We’re drawn in with a bang with the lead-in song “The Rifle’s Spiral,” a respectable entry that easily has the coolest title track, though perhaps not the momentum necessary to sustain us as we start the process of listening to a new album. The beat picks up in the following tune, “Simple Song,” combining ethereal sadness and peppy pop in a package that’s anything but simple. It’s easy to see why this is the album’s first single, made available back in January as a teaser leading up to the regular release. Vocalist/guitarist James Mercer sticks to the poetic niche he’s made for himself, with his lyrics typically bizarre and dreamy and free of any conformation to meter, besides his own: “When I was just nine years old/ I swear that I dreamt/ your face on a football field/ and a kiss that I kept under my vest/apart from everything, but the heart in my chest.”

The mirthful “It’s Only Life” — also set for single status — is right behind “Simple Song,” with the less joyful but powerful “Bait and Switch” on track four. We don’t get to another high point until lucky number seven, the twangy “For a Fool,” a look back for one man with no shortage of poor life choices, the kind of sentiment and phrasing you’d expect out of a forlorn country singer.
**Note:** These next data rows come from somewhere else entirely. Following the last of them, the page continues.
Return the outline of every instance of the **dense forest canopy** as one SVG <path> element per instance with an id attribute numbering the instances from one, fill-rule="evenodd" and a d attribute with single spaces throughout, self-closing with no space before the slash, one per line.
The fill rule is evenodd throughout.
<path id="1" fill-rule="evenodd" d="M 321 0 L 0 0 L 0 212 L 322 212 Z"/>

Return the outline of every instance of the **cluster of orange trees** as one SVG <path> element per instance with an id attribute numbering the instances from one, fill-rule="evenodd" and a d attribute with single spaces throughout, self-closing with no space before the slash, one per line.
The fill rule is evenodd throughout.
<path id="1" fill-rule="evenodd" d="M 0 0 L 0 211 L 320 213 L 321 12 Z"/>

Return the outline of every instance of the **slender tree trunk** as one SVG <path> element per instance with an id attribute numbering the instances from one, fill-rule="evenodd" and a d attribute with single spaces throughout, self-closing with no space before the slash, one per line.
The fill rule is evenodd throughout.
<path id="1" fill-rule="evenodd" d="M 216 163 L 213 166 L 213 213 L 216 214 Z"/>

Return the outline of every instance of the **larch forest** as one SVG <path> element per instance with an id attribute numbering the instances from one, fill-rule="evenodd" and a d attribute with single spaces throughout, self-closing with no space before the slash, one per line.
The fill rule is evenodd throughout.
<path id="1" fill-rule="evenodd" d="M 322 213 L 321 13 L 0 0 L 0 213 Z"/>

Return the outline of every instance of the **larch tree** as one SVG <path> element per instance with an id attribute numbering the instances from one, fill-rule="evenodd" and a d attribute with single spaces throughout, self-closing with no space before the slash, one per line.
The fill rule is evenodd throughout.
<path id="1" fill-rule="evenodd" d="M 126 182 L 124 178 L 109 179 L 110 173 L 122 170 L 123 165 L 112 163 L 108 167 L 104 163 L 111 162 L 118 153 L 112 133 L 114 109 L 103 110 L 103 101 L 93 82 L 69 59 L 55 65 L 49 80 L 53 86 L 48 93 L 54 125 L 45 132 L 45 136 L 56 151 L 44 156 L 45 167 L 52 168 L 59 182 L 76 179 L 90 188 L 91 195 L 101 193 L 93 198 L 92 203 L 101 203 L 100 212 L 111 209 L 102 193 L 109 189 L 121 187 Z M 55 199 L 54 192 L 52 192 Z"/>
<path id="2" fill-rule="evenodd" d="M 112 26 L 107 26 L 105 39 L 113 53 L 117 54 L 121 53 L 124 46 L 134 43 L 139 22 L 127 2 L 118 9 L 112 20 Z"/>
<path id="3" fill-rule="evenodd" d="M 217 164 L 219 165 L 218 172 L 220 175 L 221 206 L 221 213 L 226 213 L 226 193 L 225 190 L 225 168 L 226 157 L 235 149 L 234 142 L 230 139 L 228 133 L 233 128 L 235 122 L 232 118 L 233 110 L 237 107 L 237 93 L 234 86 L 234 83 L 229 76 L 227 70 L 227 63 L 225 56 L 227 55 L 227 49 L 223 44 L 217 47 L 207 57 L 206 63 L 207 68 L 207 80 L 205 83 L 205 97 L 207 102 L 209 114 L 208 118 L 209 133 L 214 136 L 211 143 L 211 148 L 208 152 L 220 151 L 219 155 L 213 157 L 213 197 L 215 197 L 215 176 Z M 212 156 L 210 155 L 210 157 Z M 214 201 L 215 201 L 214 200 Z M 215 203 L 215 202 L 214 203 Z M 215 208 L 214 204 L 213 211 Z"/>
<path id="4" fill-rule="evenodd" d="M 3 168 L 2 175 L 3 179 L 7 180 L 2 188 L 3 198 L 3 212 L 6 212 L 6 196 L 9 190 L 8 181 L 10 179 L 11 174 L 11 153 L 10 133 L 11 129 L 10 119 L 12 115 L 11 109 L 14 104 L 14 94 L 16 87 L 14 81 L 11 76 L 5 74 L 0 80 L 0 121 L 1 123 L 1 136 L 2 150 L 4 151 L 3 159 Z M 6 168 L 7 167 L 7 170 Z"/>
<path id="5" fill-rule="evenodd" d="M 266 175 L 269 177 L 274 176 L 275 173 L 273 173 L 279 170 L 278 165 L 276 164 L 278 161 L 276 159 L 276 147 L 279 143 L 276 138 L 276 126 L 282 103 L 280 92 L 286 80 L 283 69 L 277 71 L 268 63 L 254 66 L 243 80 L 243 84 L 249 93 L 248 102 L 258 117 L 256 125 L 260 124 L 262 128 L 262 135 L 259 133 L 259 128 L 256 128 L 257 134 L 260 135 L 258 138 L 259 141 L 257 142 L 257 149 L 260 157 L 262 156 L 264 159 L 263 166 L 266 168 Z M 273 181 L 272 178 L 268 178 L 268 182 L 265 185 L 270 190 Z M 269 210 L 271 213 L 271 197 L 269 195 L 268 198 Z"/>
Even if it’s not what you’d anticipate, the indie rock style suits this kind of melody like a glove. Mercer refuses to subscribe to any one kind of sound, as evidenced by the next song, “Fall of ’82,” which blasts us out of any malaise “Fool” might have left us in with the sounds of trumpet and flugelhorn coming right out of the songbook of brass-heavy band Chicago.

If you think this sounds different — but not that different — from The Shins you used to know, it’s not too tough to discern a disparity between this and 2007’s superb “Wincing the Night Away.” Besides a switch to Columbia Records and Interscope Records, Mercer and label Aural Apothecary has an all-new band behind him with members Jesse Sandoval, Martin Crandall, and Dave Hernandez splitting in 2009, now replaced in this more studio-infused effort by drummer Joe Plummer, bassist Yuuki Matthews, guitarist Jessica Dobson, and Richard Swift on keyboards. A jumble of extra artists explains why no song sounds exactly the same as the one that preceded it, but Mercer and company have always prided themselves on making music that’s completely inimitable. Not every entry on the album is a winner — “September” and “No Way Down” stick out in particular as being second tier — but what the band, and especially Mercer, can boast is the ability to produce a sound that flows well from beginning to end, an undervalued talent in album production in an age of music where everyone’s iPod is set on shuffle.

Ending on a high note with the titular song, the arrangement of “Port of Morrow” proves The Shins are just as remarkable as a new group in a way that doesn’t try to diminish the accomplishments of the band’s previous members. With albums like Oh, Inverted World and Chutes Too Narrow to live up to, Mercer’s new assemblage won’t have it easy, but setting sail on choppy waters is less complicated when you’ve stocked up at a port with plenty to offer.